Очевидно, прохода нет, а буря близится. Сзади движется уже даже не туча, а какая-то бесформенная мглистая тьма, кипящая огнями…
В дальних лесах стоит глухой гул, какое-то неразборчивое бормотание…
Я отправляюсь на поиски прохода, выхожу на какие-то острова, пробираюсь сквозь кусты, всхожу на бревна плота, надеясь найти свободную дорогу нашей лодочке. Сгоряча, прыгая с бревна на бревно, пробегаю на середину плота и вдруг совершенно неожиданно погружаюсь в воду: ничем не связанные бревна разошлись под моими ногами, и кругом меня стоит тревожное движение… бревна колеблются, сдавливают, толкают, вертятся, ускользают из-под рук, мешают выбраться… Намокшая одежда тяжела, а под ногой не чувствуется дна… Кругом замолкший лес, вверху — тьма и угроза… Из какого-то дальнего уголка души ползут суеверные представления; мне кажется, что все это — и река, и бревна, и тучи, и черные ели насторожились и злорадно следят за мною…
К счастию, вода тепла. Через минуту, я все-таки взбираюсь на бревна, осторожно переползаю к берегу и иду к лодке… Первый недальний гром с треском разрывает мглистую тучу… За ним слышится дальний шум, точно лес сразу закричал тысячами голосов, и что-то гигантское катится к нам по его вершинам.
Это бежит по лесу ливень.
Мы торопливо встаскиваем нашу лодку на покатый берег, поворачиваем ее дном кверху, под ветер, потом подпираем досками от скамеек. Я разыскиваю спички, первые капли дождя грузно шлепаются на песок, когда я под прикрытием лодки развожу костер.
Ливень идет пока еще стороной, и огонь успевает хорошо разгореться. Я выдвигаю костер из-под лодки, разрубаю и кидаю в него сломанное весло, заваливаю густо валежником; огонь шипит, трещит, вьется наружу, разгорается, и когда, наконец, ливень охватывает со всех сторон лес и реку, плещущую тысячами капель, и нашу отмель, и кусты, и дальние изгибы Керженца, и все кругом, — костер горит уже огромным пламенем… Так странно и так приятно смотреть, как он шипит, точно змей, от падающих капель, то припадает низко к земле, то опять рвется огненными языками навстречу дождю, молниям и тьме.

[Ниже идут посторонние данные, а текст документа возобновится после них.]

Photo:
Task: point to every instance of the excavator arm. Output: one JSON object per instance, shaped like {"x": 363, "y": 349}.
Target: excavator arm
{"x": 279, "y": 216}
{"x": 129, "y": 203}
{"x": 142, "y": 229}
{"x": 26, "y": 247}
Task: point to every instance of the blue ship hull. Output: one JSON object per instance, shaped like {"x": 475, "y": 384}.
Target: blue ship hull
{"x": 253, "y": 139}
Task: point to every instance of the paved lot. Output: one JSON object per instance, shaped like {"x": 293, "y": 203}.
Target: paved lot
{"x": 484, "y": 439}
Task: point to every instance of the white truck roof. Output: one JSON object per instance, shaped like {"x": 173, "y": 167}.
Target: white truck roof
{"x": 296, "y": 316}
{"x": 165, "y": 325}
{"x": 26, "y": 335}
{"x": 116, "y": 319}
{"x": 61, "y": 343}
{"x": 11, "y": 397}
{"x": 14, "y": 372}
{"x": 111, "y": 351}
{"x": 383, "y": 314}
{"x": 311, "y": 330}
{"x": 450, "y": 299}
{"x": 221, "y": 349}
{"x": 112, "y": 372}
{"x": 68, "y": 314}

Больше ничего уже случиться не может, худшее позади. Наша верная ладья, защищающая от косого ливня, кажется мне самым уютным убежищем в мире. Я скинул с себя всю мокрую и грязную одежду, и теперь под лодкой от меня идет пар… А кругом шум и раскаты, и крик взволнованного леса, — и разрывающиеся тучи сыплют молниями далеко над лесами и полями, над болотами и непроходимыми чащами, над протоками, шишмарами, логами, над убогими лесными деревнями, над одинокими кордонами лесников, над умершими Ша́рпаном и Ула́нгером, над умирающими Оленевым, Кома́ровым, Чернухой, смиренно прислушивающимися к крикам божией грозы, над избушками Покровского, где Степан, быть может, мокнет на сеже и благословляет долгожданную благодать иссохших полей…
Теперь, когда я заношу эти строки в мою путевую книжку, — центр грозы уже промчался над нашими головами, и тучи тихо громоздятся, уходя дальше… Раскаты смолкают за лесами… и даже одинокая звездочка опять мигает мне с вышины — точно разыскивает в чащах нашу затерянную лодочку…
Наутро солнце светило так ярко и весело, как будто и оно омылось вчерашней грозой; на листах дрожали капли и, срываясь то и дело, сверкали в воздухе новым дождем. Голоса птиц звенели кругом, как стеклышки, листья шептались без ветра, речная струя посинела, пески резали глаз яркой белизной — всюду трепетала, веселилась, пела переполненная свежими силами, обновленная жизнь, и мы не узнавали тех самых мест, которые вчера казались нам такими угрожающими, враждебными, мрачными.